Tom Bean Middle School students worked on a "Holocaust project" for three weeks, not only to educate the community about the historical event, but also how to avoid history from repeating itself.
Parents and visitors milled through the hallways of Tom Bean Middle School looking through exhibits of "the Holocaust Project." Students created timelines, built replicas of concentration camps and even dressed up as key figures in the event. But 8th grader Taylor Canada and her group took the exhibit to another level by building a box car to scale as the ones that transported prisoners to concentration camps.
"It was a lot tougher in there than I thought it was. I didn't know they had to live through all the hot and cold weather and all that stuff for that long just to be slaves pretty much," she said.
Visitors were invited to spend a minute inside to see what it could've been like.
"Well we wanted to kinda make them feel how they felt when they were travelling over there, because they were packed in there for 2-5 days, like crammed in there so they couldn't do anything," she said.
Project sponsor, Julie Cummings said the "Holocaust Project" was not just a history lesson but a part of a new program called "Negotiate."
"It's a special program for students to teach them how to talk to one another, how to listen and respect each other's opinions,"she said.
She said between 11 million to 17 million people were killed during the Holocaust because they belonged in different groups. Cummings hopes her students and community would learn acceptance and to stand up for what is right through the project.

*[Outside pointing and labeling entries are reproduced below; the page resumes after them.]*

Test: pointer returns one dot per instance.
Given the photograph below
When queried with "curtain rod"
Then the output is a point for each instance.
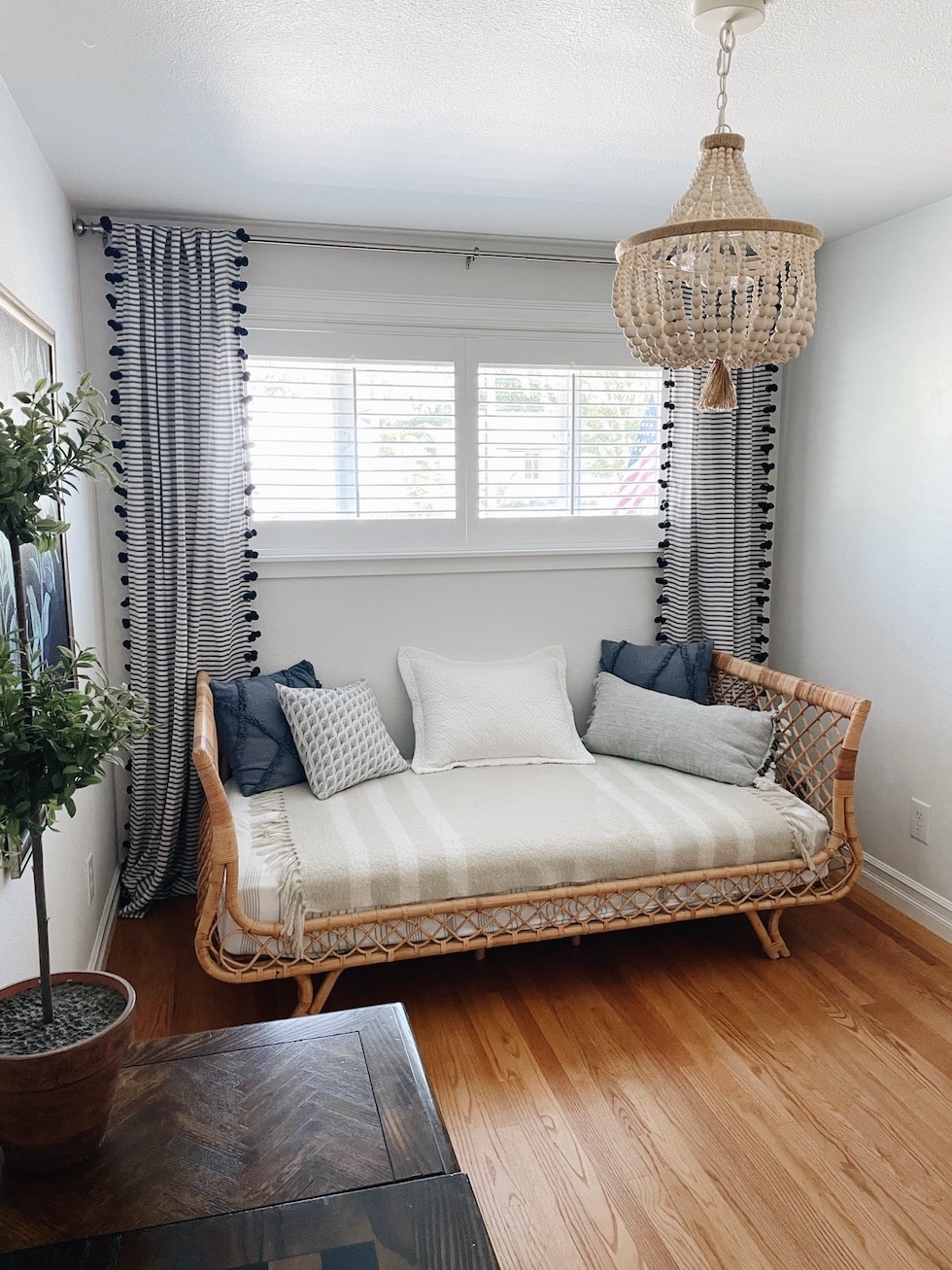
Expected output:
(475, 253)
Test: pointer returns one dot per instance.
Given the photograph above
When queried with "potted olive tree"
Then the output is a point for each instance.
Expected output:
(62, 1037)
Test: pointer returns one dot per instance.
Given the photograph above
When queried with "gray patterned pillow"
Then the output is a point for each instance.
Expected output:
(339, 736)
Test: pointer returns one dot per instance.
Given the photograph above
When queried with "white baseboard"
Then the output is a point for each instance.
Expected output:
(907, 896)
(107, 923)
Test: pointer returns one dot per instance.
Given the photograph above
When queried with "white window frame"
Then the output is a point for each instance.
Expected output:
(417, 329)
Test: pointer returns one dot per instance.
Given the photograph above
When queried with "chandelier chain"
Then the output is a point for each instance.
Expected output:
(728, 38)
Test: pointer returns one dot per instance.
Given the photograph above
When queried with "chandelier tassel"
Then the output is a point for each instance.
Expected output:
(719, 392)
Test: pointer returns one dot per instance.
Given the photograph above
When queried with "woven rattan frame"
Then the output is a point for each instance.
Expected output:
(818, 738)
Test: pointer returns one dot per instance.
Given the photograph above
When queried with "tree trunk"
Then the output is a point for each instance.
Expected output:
(23, 653)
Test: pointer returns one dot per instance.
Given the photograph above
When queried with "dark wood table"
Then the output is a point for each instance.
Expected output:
(310, 1138)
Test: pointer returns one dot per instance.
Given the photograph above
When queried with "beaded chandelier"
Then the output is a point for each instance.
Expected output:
(721, 284)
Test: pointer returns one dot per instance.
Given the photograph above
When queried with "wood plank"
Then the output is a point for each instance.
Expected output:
(666, 1095)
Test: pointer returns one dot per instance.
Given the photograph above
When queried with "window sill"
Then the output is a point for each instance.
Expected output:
(454, 562)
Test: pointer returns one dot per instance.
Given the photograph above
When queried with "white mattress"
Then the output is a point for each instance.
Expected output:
(612, 799)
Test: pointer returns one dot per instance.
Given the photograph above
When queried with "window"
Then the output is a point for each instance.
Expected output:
(421, 443)
(338, 441)
(560, 441)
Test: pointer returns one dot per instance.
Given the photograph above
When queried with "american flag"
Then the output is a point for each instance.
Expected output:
(637, 489)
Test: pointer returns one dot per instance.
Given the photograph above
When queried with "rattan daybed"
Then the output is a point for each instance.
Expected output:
(818, 736)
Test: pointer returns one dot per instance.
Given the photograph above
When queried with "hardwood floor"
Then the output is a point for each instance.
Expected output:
(665, 1099)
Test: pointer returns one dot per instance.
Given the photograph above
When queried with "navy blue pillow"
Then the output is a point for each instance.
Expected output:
(677, 669)
(253, 731)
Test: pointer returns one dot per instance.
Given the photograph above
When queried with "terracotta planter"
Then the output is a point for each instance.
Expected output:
(54, 1107)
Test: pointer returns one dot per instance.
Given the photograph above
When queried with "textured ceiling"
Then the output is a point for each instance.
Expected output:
(553, 119)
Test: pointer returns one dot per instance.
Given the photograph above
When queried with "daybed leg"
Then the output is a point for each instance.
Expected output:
(770, 939)
(310, 1002)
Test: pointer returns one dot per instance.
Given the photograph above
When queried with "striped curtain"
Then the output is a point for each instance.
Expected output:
(717, 514)
(179, 399)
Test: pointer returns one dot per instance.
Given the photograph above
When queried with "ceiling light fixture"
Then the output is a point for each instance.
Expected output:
(721, 282)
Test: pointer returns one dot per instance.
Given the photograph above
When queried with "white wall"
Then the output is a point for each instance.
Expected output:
(352, 625)
(864, 579)
(38, 265)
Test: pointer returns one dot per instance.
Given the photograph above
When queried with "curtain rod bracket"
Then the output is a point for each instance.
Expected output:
(80, 227)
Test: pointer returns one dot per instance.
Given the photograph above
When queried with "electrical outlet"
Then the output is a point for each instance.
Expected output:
(919, 820)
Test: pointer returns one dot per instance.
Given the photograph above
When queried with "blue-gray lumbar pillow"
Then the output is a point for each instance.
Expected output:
(253, 731)
(723, 743)
(677, 669)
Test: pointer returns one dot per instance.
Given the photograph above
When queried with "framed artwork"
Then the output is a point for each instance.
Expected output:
(25, 357)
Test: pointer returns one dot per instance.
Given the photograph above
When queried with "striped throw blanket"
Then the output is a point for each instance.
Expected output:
(493, 831)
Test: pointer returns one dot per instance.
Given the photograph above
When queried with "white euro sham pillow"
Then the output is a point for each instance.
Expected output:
(483, 714)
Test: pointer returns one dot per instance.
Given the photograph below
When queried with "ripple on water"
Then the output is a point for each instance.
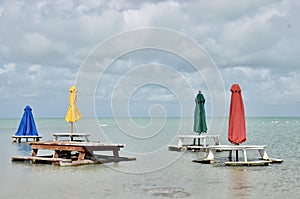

"How to be bold enough to stand up and, not everyone was a Schindler, but there's a lot of people did that helped the Jews and didn't just stand by and not do anything," she said.
To avoid something like the holocaust from happening again.
"I'm very proud of the students from what they've done and I think that they've learned through this project, not just of the history and that they've learned the personal aspect of this whole event."
Cummings said they are hoping to continue the "Negotiate" program in the next few years.